How could he employ a more intelligent reasoning ability and save his engaging visionary brand at the same time? By sticking to his theme of fulfilling a passionate vision for a better America even as he applied a more sage-like approach to the decisions required to accomplish that goal. For example, in his first few years in office, he could have done a better job of positioning healthcare and banking reform (both requiring cunning and expertise) as pragmatic steps toward a achieving his more comprehensive vision for a better America.
Still, it’s not too late for the president to reclaim his visionary brand. If he can do so now, he might succeed not only in getting elected, but also in retaining that support in his second term.
Whereas Obama has effectively defined and executed two brand personalities, Romney has yet to get one off the ground. His campaign, by design, defies the primary rule of branding. His strategy of delivering the message that each audience wants to hear has succeeded in gaining him favor with sub-sets of the electorate; however, it has failed to define a focused brand, personality or single set of values behind which the American people can rally.
Hoping to gain Tea Party support, Romney has been pressured into adopting strong positions on abortion and contraception that are largely unpopular with the majority of Americans. To secure the support of pro-business economic conservatives, he promised to overhaul the welfare society and drastically reduce the size of government – plans solidified by his recent choice of a running mate.
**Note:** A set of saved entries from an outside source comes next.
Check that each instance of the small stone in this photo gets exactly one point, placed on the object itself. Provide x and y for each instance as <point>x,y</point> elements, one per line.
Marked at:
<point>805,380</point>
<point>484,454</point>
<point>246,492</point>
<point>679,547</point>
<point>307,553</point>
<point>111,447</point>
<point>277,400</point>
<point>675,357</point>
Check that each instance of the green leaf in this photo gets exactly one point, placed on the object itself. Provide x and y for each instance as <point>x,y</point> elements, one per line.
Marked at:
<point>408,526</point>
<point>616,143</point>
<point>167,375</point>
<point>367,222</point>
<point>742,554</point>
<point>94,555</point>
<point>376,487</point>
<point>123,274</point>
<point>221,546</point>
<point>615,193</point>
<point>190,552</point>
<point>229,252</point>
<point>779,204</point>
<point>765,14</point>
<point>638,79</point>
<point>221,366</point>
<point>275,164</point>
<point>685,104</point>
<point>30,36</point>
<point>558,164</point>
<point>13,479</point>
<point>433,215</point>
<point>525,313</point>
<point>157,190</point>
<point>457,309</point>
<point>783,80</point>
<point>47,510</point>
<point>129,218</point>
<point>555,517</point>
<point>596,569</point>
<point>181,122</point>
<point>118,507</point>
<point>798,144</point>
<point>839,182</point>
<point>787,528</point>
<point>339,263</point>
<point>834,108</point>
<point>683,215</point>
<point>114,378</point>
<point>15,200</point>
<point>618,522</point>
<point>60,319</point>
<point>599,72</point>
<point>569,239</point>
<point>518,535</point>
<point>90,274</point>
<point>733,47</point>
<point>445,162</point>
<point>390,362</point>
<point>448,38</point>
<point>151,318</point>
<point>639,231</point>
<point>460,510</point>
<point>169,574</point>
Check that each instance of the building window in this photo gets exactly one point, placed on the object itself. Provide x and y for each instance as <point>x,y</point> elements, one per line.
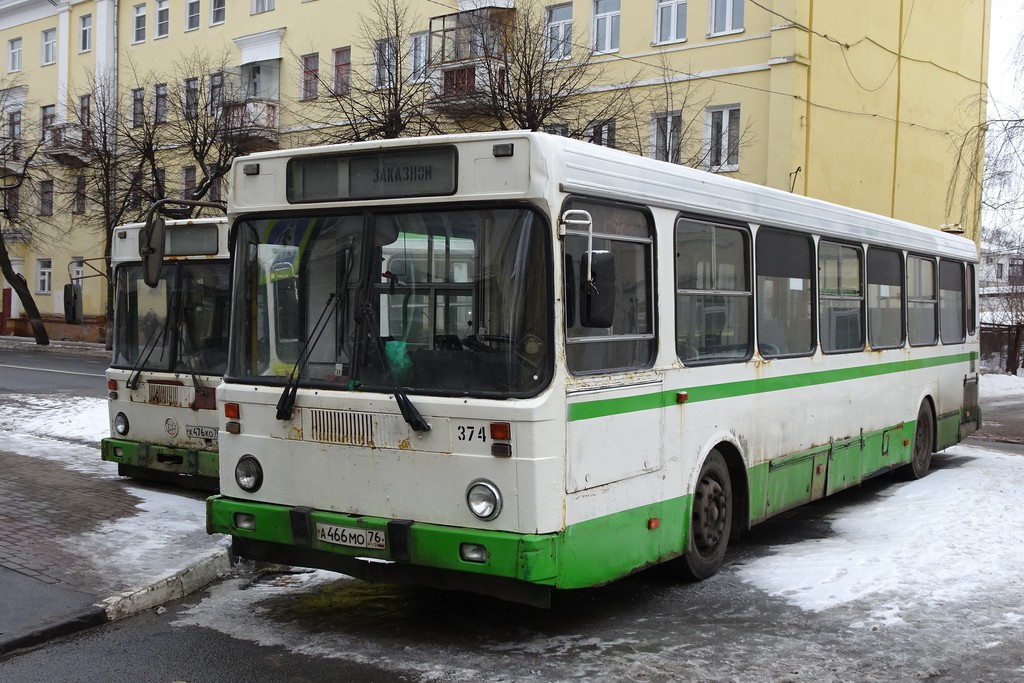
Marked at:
<point>666,133</point>
<point>603,133</point>
<point>160,103</point>
<point>85,33</point>
<point>216,94</point>
<point>192,97</point>
<point>138,22</point>
<point>606,15</point>
<point>385,62</point>
<point>78,197</point>
<point>342,70</point>
<point>671,20</point>
<point>192,14</point>
<point>49,55</point>
<point>14,54</point>
<point>45,198</point>
<point>419,45</point>
<point>726,15</point>
<point>723,138</point>
<point>188,182</point>
<point>163,18</point>
<point>14,124</point>
<point>44,275</point>
<point>559,32</point>
<point>47,117</point>
<point>310,77</point>
<point>137,108</point>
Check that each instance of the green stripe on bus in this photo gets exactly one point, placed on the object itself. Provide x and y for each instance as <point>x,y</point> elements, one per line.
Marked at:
<point>600,409</point>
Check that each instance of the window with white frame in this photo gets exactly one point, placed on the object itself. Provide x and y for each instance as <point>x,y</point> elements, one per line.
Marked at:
<point>49,39</point>
<point>726,15</point>
<point>46,198</point>
<point>606,17</point>
<point>671,19</point>
<point>192,14</point>
<point>666,134</point>
<point>163,18</point>
<point>310,76</point>
<point>44,275</point>
<point>14,54</point>
<point>559,32</point>
<point>137,108</point>
<point>260,6</point>
<point>722,131</point>
<point>419,45</point>
<point>385,62</point>
<point>85,33</point>
<point>138,24</point>
<point>342,70</point>
<point>160,102</point>
<point>216,94</point>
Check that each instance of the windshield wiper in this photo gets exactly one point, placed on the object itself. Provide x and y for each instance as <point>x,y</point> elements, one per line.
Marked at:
<point>286,404</point>
<point>147,349</point>
<point>409,412</point>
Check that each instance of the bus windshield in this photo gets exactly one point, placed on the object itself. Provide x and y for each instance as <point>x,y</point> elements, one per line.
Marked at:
<point>178,326</point>
<point>440,301</point>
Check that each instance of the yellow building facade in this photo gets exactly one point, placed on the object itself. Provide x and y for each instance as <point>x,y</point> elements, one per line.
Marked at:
<point>867,104</point>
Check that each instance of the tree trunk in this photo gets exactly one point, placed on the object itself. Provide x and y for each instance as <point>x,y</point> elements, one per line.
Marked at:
<point>22,287</point>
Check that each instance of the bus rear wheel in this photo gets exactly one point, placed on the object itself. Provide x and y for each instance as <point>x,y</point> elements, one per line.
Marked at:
<point>711,519</point>
<point>924,437</point>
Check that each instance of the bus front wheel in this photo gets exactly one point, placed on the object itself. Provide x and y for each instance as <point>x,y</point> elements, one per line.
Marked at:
<point>924,437</point>
<point>711,519</point>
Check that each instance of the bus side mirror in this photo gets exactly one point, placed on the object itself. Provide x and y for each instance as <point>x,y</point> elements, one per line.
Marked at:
<point>151,249</point>
<point>73,304</point>
<point>598,293</point>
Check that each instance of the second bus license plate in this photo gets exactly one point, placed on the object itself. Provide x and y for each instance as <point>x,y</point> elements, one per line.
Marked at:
<point>351,536</point>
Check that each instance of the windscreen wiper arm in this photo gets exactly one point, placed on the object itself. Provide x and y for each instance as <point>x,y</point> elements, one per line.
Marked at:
<point>286,404</point>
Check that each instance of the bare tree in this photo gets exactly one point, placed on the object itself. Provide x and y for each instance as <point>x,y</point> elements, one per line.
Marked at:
<point>384,93</point>
<point>502,69</point>
<point>16,156</point>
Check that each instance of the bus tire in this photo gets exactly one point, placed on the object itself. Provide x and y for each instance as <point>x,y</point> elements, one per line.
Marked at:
<point>924,438</point>
<point>711,519</point>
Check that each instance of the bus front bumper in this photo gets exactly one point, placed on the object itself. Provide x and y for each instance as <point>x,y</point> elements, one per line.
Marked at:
<point>493,562</point>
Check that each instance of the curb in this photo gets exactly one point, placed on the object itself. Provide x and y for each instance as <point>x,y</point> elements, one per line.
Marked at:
<point>198,574</point>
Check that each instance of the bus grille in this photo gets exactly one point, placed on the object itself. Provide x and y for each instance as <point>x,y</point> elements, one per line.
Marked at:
<point>170,394</point>
<point>342,427</point>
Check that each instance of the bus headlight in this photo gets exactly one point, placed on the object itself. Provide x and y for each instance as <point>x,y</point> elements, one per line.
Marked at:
<point>121,423</point>
<point>248,474</point>
<point>484,500</point>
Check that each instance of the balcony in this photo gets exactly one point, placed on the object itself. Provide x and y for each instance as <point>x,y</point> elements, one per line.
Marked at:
<point>68,143</point>
<point>253,124</point>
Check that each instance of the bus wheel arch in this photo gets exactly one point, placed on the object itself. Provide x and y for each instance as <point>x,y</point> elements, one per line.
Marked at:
<point>715,509</point>
<point>924,442</point>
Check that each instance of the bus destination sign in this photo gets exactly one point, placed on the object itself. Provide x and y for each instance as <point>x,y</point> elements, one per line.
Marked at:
<point>425,172</point>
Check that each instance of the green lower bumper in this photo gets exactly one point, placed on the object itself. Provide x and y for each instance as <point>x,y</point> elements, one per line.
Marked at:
<point>159,458</point>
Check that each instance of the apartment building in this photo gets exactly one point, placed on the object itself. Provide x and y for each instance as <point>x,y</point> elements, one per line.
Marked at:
<point>867,104</point>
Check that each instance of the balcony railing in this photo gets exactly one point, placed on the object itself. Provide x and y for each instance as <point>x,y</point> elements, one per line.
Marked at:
<point>253,123</point>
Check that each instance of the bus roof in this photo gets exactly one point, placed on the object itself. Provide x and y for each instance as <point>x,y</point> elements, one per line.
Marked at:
<point>581,167</point>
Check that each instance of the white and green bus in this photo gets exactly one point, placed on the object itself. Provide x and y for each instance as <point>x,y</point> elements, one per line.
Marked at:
<point>170,350</point>
<point>524,363</point>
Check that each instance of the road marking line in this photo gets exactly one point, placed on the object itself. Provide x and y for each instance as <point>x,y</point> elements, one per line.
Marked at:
<point>45,370</point>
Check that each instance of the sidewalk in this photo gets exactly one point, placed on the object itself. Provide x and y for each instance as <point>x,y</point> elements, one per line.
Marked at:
<point>80,546</point>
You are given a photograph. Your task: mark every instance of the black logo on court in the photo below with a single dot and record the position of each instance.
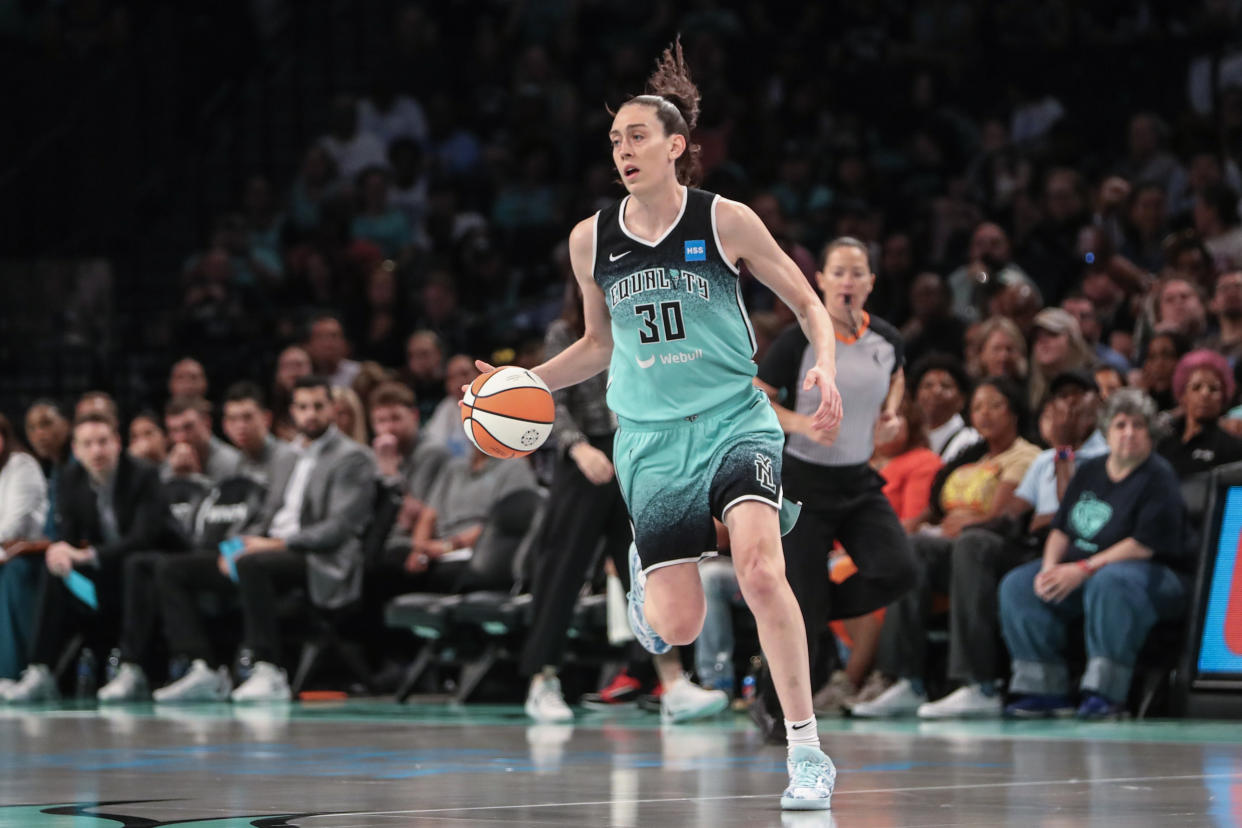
(764, 474)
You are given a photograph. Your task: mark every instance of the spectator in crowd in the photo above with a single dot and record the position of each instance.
(1083, 310)
(247, 426)
(406, 459)
(308, 533)
(1204, 387)
(328, 350)
(195, 450)
(1159, 363)
(97, 401)
(1002, 350)
(932, 325)
(970, 490)
(988, 270)
(1112, 559)
(350, 417)
(376, 220)
(352, 149)
(147, 438)
(22, 514)
(445, 426)
(1057, 346)
(109, 507)
(291, 365)
(940, 386)
(188, 379)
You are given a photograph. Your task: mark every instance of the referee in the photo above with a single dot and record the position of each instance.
(842, 498)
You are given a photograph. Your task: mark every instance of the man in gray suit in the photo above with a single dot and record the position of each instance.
(308, 533)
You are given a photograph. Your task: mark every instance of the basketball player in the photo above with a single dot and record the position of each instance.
(841, 494)
(696, 438)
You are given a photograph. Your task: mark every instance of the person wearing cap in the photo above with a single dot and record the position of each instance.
(1057, 345)
(1204, 385)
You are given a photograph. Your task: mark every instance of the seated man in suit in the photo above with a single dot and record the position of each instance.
(109, 508)
(309, 528)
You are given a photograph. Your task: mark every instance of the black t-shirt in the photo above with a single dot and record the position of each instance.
(1209, 448)
(1145, 505)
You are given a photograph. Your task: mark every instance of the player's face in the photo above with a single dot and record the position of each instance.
(846, 279)
(643, 154)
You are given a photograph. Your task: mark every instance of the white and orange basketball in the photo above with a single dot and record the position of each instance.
(508, 412)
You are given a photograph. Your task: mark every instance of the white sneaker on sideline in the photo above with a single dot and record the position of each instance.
(687, 700)
(545, 703)
(267, 683)
(200, 683)
(964, 703)
(36, 684)
(898, 700)
(128, 685)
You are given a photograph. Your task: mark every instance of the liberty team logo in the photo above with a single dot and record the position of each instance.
(764, 472)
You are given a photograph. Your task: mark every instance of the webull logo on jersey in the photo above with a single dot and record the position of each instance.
(657, 278)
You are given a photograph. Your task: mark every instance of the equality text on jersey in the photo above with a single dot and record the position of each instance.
(657, 278)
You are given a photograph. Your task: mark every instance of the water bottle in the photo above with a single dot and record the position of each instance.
(86, 678)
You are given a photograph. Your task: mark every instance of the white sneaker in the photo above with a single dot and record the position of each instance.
(545, 703)
(267, 683)
(898, 700)
(36, 684)
(964, 703)
(687, 700)
(811, 778)
(128, 685)
(200, 683)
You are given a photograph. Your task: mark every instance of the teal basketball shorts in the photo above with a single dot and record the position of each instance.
(678, 474)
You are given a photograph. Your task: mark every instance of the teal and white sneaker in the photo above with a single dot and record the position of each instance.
(811, 778)
(642, 631)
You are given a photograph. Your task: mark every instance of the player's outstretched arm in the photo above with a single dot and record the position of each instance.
(590, 354)
(744, 237)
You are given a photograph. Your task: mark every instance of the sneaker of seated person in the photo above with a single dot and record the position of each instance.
(898, 700)
(267, 683)
(966, 702)
(686, 700)
(1097, 708)
(200, 683)
(128, 685)
(1041, 705)
(36, 684)
(545, 703)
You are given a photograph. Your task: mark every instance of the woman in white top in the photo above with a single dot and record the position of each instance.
(22, 510)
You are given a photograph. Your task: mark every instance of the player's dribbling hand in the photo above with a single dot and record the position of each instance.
(827, 416)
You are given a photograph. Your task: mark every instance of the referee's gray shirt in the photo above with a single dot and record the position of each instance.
(865, 368)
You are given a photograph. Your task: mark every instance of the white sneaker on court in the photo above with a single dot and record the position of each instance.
(898, 700)
(811, 778)
(128, 685)
(686, 700)
(964, 703)
(200, 683)
(267, 683)
(545, 703)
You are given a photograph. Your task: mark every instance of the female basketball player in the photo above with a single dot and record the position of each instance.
(696, 438)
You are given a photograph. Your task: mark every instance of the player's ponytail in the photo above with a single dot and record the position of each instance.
(676, 98)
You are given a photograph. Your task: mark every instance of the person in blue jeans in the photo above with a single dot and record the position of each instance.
(1113, 558)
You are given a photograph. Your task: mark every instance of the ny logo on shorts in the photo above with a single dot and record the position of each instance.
(764, 472)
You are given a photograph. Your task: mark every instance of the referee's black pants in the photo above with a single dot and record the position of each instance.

However, because the “Ryan budget” would radically alter and reduce funding for Medicare, it threatens to undermine traditional Republican support among older voters. Romney also has been put in the position of running against his own concerned leader performance and values from his days as governor of Massachusetts, making it difficult for him to project a clear sense of who he is and what he believes.
We believe his best chance to gain the support of the majority of voters is to run as the anti-Obama candidate – the only real alternative for those who don’t want the president to remain in office.
This is a strategy we would never recommend for a client trying to create a long-term sustainable brand. To some extent, presidents in a democracy do need to bend to the will of the people and their parties, but they also need to come across as having a solid character and identity.
However, what’s most interesting about Romney’s strategy is that, in the short-term world of presidential campaigns, it just might work. After all, large numbers of small groups can collectively determine the outcome of an election.
If he does win, the question will turn to whether Romney, once in office, will step up into a strong personal brand as a leader. Or, alternatively, will the power be with Congress and other Republican leaders who, up to now, have appeared to set his campaign agenda and fuel his march to the nomination?
Susan Waldman is co-founder and vice president of strategic services for ZilYen, a marketing firm based in Washington. Carol Pearson is president of Pacifica Graduate Institute , author of The Hero Within, and coauthor of The Hero and the Outlaw: Building Extraordinary Brands Through the Power of Archetypes.